# Heyoooo



## SpAcEmAn SpLiFF (Dec 18, 2007)

hiya welcome


----------



## T.J. (Aug 28, 2007)

Damn, my old stomping grounds. Originally from outside of Reading (farm country) but used to party at KU a little bit. Used to go to a little bar there too. i wanna say Shorty's or something. went there on my 21st. brings back some memories...

anyway, why are you going all the way to blue when bear creek is in your back yard? and for that matter your only 10 minutes off of the NE extension for all the Mts in the poconos. you could ride a different mountain everyday of the week, hehe.

and welcome aboard! :thumbsup:


----------



## Guest (Aug 21, 2008)

haha farm country! you're not kiddin... that's all kutztown/reading area is haha that & amish land. i know about shorty's, i'm not 21 yet so i havn't been there but all my friends have & they enjoy it. my apartment is literally 2 blocks from that place haha. 

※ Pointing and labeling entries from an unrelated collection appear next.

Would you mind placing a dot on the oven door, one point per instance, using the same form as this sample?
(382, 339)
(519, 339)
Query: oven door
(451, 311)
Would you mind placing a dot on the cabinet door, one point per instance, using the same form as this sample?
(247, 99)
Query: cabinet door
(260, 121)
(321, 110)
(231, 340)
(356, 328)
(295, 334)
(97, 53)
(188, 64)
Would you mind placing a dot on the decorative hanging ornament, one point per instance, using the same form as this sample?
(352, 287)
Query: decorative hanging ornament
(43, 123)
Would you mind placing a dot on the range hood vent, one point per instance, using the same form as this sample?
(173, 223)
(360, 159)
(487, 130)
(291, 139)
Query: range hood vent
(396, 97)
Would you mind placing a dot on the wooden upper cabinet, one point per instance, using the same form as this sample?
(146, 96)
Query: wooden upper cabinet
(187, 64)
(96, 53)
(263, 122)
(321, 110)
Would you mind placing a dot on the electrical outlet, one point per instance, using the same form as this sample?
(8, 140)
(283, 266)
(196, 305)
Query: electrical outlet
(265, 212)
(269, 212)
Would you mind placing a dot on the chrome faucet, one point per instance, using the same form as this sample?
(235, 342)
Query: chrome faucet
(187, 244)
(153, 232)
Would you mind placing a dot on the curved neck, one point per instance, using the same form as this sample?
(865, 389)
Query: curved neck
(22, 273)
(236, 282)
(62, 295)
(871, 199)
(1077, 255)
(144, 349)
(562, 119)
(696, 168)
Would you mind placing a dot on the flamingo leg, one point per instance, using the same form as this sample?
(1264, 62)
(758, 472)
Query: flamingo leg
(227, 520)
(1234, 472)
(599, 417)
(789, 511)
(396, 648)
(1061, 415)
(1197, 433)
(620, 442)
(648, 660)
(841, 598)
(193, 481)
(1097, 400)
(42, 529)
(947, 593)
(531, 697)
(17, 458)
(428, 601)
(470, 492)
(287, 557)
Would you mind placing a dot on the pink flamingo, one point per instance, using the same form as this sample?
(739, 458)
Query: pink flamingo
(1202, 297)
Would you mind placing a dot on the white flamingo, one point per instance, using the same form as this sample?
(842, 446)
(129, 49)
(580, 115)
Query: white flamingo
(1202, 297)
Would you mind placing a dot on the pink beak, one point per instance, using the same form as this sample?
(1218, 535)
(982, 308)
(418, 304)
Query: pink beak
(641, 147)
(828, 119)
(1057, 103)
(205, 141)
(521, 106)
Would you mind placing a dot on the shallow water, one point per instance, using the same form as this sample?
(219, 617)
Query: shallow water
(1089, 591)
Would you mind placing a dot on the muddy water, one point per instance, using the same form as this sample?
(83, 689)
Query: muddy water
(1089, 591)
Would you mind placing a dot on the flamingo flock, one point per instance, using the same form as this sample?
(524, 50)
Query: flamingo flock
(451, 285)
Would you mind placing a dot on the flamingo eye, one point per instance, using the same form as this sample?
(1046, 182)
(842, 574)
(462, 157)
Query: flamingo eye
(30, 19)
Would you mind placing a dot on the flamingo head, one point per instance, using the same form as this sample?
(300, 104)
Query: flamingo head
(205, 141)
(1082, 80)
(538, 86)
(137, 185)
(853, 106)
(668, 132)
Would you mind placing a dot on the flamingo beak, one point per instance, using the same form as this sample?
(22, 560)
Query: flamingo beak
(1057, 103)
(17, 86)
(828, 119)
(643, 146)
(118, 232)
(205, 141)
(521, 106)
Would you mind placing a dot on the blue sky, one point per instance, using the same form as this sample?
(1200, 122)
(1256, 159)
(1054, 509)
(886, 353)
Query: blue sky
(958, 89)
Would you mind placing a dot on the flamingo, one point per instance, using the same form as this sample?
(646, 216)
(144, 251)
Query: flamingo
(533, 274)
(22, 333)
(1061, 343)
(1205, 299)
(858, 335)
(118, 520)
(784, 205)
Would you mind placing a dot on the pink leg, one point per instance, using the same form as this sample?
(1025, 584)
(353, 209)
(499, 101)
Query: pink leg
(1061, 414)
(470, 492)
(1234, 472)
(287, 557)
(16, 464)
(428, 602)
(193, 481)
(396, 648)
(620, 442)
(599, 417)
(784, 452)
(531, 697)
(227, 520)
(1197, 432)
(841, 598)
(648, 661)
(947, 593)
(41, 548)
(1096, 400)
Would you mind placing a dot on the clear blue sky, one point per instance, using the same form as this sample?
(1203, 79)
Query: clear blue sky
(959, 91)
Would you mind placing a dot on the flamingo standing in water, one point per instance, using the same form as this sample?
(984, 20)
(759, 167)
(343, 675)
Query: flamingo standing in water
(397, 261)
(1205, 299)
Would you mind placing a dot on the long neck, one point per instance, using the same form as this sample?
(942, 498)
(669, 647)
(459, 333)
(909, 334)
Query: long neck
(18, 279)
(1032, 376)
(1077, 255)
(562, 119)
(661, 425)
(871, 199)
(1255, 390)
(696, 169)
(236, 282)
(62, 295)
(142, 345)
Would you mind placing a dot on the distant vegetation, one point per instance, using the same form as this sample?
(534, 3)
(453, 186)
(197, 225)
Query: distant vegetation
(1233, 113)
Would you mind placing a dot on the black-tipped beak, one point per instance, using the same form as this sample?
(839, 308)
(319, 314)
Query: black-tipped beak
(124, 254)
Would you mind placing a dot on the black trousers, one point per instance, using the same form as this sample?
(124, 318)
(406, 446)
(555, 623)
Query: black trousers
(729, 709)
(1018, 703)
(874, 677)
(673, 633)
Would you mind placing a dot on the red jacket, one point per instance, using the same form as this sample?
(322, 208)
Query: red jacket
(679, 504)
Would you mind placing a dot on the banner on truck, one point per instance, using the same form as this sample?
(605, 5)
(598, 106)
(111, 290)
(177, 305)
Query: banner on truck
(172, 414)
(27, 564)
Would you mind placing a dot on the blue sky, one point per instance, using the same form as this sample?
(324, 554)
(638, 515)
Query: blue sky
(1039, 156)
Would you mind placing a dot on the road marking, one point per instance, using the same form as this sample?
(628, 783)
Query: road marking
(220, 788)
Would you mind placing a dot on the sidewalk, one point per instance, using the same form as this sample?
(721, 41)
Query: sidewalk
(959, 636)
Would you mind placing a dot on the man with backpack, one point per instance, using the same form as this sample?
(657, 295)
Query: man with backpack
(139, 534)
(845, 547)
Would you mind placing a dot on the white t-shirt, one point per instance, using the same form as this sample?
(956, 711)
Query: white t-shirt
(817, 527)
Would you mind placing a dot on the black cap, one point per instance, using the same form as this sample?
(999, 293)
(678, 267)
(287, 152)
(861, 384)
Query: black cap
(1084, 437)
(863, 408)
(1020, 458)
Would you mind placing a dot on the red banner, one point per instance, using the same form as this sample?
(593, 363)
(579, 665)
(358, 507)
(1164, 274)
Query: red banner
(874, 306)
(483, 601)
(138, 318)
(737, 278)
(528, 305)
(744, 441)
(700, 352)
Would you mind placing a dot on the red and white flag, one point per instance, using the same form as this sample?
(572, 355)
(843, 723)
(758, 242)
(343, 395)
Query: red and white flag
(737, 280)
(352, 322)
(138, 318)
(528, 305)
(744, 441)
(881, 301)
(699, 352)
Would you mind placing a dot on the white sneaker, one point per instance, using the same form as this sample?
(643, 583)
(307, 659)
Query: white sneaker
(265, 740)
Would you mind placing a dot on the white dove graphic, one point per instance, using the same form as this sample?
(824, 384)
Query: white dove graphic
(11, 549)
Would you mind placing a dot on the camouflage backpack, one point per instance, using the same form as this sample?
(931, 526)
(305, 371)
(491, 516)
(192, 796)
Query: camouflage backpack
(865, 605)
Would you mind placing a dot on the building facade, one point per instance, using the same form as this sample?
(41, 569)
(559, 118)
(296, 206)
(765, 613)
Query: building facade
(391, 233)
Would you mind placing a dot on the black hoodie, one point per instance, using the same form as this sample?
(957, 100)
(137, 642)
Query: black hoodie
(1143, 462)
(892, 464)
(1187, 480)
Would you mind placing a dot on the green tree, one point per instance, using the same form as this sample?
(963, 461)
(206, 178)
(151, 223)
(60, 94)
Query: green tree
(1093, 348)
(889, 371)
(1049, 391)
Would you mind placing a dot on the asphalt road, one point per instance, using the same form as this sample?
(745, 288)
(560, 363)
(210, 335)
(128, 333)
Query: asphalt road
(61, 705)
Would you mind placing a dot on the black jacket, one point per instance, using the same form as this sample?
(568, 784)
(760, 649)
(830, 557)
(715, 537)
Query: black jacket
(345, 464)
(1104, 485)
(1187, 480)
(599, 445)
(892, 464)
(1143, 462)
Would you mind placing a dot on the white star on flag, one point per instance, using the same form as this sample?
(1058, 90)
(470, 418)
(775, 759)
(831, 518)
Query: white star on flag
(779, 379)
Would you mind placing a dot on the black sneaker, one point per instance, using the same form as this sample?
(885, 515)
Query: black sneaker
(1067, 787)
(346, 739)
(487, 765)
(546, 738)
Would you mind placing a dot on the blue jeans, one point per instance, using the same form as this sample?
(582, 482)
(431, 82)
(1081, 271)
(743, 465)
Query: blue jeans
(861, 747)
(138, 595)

annyways, i know bear creek is right there.. i'm planning on working there this season... but i gotta be honest, i'm not really that huge of a fan of bear creek. except for the terrain park, i think blue is so much better. it's bigger too. but with the distance & fact that i'm a college student with not a whole lot of money lol i'll probably be going there a lot, especially if i'm working there. blue is my favorite but i'm up for checking out new mountains. i'm going to killington vermont for christmas with my family... now THAT is a mountain & i can't wait! 

and thanks  haha


----------